The good news, then: The Rangers, the Angels, the White Sox, and the Braves aren’t just looking to the single-game wild-card elimination—they’re gunning to win division titles if they can. The likely scenario seems to be the Brewers asking for at least two blue-chip prospects from any trading partner (which is, by the way, what they burped up to get CC Sabathia for a rental a couple of years ago), which the Angels and Rangers have and the Braves may have. But those clubs also want someone they think they can lock up long-term. The White Sox have a reputation for gambling on the big move for right this minute, but some have feared Greinke is reluctant to pitch in a large market as his home base.

That fear, according to Stark, was smashed by one scout who watched him pitch Tuesday: Nobody is really going to know if he can unless he actually gets to a major city. So all you can do is evaluate his ability, evaluate his stuff and say, ‘Can he make your team better?’ And that answer, obviously, is yes. The other thing to keep in mind is, if you’re afraid of whether he can pitch in your market, there’s no reason to even go there and watch him pitch, right? So any [team] that was at that game, that had any interest at all, must already have made that decision. Don’t you think?

At least one kicker: Greinke is believed to prefer Atlanta as his eventual home.

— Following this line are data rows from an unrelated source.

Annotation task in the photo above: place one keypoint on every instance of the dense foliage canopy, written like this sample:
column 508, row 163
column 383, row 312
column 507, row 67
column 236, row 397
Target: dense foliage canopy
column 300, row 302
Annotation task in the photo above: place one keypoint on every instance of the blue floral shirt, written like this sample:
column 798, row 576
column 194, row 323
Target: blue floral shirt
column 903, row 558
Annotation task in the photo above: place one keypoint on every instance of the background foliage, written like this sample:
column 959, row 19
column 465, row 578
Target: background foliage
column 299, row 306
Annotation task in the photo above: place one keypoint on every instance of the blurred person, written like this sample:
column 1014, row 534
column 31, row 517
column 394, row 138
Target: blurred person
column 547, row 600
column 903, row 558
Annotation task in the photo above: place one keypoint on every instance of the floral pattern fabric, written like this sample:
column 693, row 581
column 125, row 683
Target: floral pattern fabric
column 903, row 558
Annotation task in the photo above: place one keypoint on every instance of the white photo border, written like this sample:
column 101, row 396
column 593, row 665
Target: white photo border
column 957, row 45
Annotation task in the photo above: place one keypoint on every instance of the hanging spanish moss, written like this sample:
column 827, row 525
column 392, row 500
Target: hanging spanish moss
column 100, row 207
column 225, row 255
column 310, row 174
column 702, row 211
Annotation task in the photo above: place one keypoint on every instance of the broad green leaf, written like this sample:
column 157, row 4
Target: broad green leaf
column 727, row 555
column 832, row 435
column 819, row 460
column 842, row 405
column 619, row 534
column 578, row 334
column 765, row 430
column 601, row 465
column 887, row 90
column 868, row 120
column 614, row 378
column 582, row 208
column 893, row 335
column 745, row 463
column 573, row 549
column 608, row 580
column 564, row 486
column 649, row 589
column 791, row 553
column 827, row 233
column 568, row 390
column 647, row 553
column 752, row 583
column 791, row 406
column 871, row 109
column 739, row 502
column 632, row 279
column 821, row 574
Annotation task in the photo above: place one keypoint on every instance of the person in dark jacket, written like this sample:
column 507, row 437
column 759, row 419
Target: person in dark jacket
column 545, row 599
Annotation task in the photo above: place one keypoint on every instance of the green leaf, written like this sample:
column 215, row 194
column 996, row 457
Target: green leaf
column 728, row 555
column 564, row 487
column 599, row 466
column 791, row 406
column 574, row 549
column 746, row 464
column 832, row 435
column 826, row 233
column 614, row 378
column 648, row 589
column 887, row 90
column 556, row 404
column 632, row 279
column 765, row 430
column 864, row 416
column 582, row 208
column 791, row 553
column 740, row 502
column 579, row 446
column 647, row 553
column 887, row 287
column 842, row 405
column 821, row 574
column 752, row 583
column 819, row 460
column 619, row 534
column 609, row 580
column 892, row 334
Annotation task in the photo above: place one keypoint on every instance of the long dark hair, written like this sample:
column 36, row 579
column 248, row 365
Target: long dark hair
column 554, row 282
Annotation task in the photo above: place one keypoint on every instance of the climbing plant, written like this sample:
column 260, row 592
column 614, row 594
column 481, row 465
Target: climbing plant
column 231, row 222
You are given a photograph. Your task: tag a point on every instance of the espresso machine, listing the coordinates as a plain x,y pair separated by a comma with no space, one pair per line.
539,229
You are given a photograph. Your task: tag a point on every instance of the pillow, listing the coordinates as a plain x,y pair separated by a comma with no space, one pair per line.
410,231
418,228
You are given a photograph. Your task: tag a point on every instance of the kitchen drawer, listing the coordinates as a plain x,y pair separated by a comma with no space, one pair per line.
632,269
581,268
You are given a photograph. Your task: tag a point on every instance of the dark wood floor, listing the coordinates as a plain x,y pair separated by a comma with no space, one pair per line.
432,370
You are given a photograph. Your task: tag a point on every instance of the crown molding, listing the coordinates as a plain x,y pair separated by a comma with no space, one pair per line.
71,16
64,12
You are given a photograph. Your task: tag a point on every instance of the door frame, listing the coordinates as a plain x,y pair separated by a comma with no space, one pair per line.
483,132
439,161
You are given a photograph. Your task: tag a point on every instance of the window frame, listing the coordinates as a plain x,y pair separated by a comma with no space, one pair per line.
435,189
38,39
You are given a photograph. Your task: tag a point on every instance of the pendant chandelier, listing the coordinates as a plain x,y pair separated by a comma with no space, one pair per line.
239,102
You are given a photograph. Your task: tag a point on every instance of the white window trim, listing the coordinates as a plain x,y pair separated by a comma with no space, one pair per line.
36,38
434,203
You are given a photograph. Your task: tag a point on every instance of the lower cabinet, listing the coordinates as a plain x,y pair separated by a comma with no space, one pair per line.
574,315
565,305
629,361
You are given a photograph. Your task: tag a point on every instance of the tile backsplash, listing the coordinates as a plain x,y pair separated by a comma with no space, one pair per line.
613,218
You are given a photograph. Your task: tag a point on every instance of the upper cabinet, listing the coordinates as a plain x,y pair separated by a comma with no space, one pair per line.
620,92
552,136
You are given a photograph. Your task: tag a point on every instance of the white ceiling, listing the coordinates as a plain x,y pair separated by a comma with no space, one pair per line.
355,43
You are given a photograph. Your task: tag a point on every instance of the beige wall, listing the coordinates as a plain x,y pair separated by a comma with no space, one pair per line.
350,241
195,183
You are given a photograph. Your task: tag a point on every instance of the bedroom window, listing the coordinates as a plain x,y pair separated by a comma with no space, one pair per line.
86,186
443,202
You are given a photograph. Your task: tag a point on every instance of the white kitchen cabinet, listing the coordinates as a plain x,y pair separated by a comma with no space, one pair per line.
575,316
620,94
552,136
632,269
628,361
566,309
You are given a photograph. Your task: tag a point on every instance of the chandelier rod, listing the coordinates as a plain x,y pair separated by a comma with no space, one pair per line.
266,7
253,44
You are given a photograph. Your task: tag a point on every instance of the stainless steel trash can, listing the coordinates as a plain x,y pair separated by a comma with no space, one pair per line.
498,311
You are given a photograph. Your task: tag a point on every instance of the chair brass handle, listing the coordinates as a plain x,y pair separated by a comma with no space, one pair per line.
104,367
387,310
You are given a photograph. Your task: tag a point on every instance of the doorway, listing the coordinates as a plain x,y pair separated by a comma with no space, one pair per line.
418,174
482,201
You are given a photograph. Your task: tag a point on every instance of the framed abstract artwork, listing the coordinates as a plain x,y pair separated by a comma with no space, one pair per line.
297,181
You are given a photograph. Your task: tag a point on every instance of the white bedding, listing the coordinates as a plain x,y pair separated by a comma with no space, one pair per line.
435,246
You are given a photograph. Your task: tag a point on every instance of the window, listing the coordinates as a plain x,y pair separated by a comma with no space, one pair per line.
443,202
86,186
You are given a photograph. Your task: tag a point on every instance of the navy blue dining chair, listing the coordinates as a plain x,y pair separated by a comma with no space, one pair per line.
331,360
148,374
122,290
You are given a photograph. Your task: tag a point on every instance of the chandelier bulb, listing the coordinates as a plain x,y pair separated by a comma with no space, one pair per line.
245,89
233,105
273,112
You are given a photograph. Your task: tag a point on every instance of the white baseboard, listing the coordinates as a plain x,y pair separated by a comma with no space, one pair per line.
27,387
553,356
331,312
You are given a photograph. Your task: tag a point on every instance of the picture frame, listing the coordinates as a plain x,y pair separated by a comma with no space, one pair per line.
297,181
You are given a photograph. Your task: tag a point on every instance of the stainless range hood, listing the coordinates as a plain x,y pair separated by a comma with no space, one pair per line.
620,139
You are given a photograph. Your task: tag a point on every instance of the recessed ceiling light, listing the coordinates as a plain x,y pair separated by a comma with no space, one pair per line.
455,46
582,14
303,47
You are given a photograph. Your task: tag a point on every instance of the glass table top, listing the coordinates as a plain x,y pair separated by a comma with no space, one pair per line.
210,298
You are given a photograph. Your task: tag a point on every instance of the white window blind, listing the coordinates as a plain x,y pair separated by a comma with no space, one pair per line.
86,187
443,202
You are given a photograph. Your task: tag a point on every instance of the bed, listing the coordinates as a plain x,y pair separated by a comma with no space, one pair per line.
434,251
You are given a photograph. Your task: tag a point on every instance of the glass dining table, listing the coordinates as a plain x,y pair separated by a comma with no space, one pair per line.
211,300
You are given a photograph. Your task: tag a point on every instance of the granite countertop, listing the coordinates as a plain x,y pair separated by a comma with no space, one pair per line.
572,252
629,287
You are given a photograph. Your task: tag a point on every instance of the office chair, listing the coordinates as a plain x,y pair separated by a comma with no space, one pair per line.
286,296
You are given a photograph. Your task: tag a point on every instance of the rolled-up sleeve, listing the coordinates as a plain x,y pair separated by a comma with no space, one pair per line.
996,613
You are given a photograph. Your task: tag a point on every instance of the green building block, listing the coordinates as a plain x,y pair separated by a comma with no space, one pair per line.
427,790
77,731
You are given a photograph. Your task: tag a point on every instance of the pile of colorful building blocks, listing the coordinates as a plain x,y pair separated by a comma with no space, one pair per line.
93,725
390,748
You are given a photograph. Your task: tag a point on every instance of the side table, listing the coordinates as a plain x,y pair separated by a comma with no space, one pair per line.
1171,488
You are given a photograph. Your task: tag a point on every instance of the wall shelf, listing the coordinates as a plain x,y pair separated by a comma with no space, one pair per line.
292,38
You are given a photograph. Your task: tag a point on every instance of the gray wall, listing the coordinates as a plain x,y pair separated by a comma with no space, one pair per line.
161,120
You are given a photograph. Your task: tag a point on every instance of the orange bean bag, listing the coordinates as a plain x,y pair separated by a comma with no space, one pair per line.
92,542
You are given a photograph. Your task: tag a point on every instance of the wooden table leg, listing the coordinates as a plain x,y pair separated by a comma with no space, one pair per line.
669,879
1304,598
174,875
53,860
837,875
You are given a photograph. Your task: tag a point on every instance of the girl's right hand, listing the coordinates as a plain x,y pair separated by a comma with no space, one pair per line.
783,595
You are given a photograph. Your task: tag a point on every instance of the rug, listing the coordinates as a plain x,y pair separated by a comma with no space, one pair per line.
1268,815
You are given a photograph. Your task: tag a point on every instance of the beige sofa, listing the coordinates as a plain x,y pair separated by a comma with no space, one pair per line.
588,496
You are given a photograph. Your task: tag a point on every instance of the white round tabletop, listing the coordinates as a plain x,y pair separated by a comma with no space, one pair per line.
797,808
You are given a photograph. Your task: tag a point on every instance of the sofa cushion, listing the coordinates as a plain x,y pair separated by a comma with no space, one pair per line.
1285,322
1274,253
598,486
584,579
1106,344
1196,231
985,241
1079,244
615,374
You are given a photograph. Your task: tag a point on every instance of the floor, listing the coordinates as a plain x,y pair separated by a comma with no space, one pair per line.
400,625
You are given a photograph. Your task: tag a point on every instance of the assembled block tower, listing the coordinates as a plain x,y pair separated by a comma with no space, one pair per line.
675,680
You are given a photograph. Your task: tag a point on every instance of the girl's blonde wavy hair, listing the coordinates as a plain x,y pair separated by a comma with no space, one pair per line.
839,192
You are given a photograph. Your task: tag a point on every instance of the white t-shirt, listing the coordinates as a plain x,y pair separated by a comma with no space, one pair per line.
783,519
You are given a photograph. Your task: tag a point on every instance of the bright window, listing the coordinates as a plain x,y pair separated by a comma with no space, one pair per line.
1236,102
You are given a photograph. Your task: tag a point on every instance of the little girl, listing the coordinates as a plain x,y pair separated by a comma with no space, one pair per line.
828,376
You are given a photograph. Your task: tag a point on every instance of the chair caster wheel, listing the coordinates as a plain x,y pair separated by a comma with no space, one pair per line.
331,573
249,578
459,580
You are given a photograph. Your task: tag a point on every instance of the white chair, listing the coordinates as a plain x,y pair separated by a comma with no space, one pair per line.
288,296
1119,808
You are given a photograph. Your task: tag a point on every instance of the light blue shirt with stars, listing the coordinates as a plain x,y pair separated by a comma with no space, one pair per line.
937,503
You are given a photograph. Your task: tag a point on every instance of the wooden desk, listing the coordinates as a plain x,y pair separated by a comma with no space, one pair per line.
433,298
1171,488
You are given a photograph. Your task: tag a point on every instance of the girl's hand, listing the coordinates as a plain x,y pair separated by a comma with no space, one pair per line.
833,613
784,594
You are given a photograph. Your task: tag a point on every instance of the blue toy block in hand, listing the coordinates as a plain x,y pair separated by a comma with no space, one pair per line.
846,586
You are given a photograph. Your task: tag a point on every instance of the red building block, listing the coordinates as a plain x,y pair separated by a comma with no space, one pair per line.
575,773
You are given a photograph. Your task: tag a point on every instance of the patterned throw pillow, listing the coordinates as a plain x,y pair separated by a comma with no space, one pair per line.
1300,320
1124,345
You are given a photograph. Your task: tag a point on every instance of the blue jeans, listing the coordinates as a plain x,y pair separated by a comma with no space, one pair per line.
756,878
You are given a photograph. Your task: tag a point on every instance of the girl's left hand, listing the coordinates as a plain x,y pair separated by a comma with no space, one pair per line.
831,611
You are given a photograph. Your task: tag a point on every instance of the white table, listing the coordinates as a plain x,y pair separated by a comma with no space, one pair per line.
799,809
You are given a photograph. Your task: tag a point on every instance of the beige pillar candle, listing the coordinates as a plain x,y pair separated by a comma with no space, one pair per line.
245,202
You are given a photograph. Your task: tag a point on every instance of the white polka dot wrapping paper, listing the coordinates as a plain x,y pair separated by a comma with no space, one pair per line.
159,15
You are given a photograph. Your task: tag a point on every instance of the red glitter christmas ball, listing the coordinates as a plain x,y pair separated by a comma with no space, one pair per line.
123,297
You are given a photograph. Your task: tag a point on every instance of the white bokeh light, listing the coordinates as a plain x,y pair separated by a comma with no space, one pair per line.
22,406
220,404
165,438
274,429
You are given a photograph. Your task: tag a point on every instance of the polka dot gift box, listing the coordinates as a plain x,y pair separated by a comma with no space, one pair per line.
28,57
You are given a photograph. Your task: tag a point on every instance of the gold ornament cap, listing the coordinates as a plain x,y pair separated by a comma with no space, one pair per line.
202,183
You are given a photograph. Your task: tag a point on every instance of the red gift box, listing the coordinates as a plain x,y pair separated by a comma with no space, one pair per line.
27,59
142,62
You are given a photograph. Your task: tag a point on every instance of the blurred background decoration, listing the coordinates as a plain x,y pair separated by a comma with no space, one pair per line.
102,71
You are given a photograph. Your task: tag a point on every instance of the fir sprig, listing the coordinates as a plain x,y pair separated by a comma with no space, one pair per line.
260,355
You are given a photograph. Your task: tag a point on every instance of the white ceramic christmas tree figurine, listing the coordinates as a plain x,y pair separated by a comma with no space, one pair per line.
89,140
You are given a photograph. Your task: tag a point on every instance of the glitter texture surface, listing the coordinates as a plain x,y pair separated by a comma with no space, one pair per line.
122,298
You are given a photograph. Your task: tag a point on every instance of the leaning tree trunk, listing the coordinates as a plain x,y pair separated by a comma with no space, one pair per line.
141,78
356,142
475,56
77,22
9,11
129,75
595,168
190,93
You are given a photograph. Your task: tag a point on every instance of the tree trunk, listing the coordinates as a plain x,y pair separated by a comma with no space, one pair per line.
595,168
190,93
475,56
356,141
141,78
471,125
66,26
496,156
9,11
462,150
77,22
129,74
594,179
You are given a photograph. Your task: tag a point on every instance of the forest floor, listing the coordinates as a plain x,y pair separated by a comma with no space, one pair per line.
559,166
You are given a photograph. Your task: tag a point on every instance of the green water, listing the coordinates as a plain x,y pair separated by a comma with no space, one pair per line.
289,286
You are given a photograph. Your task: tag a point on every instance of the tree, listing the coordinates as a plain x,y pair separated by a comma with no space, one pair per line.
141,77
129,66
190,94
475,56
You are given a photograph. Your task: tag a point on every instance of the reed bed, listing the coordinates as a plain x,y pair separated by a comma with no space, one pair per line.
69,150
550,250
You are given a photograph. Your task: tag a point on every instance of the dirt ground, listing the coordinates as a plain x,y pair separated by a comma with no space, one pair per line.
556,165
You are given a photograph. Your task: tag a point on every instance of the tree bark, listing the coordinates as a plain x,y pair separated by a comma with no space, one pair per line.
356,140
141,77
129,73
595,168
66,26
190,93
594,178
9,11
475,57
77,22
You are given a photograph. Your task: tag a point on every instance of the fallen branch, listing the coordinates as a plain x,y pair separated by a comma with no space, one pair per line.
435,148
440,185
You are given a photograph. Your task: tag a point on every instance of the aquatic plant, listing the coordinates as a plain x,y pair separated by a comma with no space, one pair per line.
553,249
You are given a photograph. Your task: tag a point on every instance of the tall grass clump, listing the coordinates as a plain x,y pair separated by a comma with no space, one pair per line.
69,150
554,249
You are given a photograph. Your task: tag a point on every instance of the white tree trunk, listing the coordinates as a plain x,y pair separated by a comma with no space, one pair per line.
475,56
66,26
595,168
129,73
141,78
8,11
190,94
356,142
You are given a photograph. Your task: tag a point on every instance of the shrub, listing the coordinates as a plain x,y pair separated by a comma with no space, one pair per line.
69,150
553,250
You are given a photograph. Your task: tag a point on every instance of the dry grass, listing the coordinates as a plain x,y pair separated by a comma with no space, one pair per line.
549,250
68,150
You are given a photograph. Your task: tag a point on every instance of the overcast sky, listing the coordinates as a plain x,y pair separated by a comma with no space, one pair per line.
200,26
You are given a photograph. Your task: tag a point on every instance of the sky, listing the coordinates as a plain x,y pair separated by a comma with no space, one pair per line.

The call here: I could be wrong, but I can’t help thinking Greinke is going to be wearing either Texas or Los Angeles silks next week. If you agree that the teams in question want a fair crack at signing him long term if they deal for him by Tuesday, the Rangers and the Angels are in a slightly stronger financial position to make that happen. And they can make their own home markets and their clubhouse ambiences alike look very attractive to Greinke. Not that the Braves can’t do the latter, but it’s the finanial question that may cause them to hold back in the end.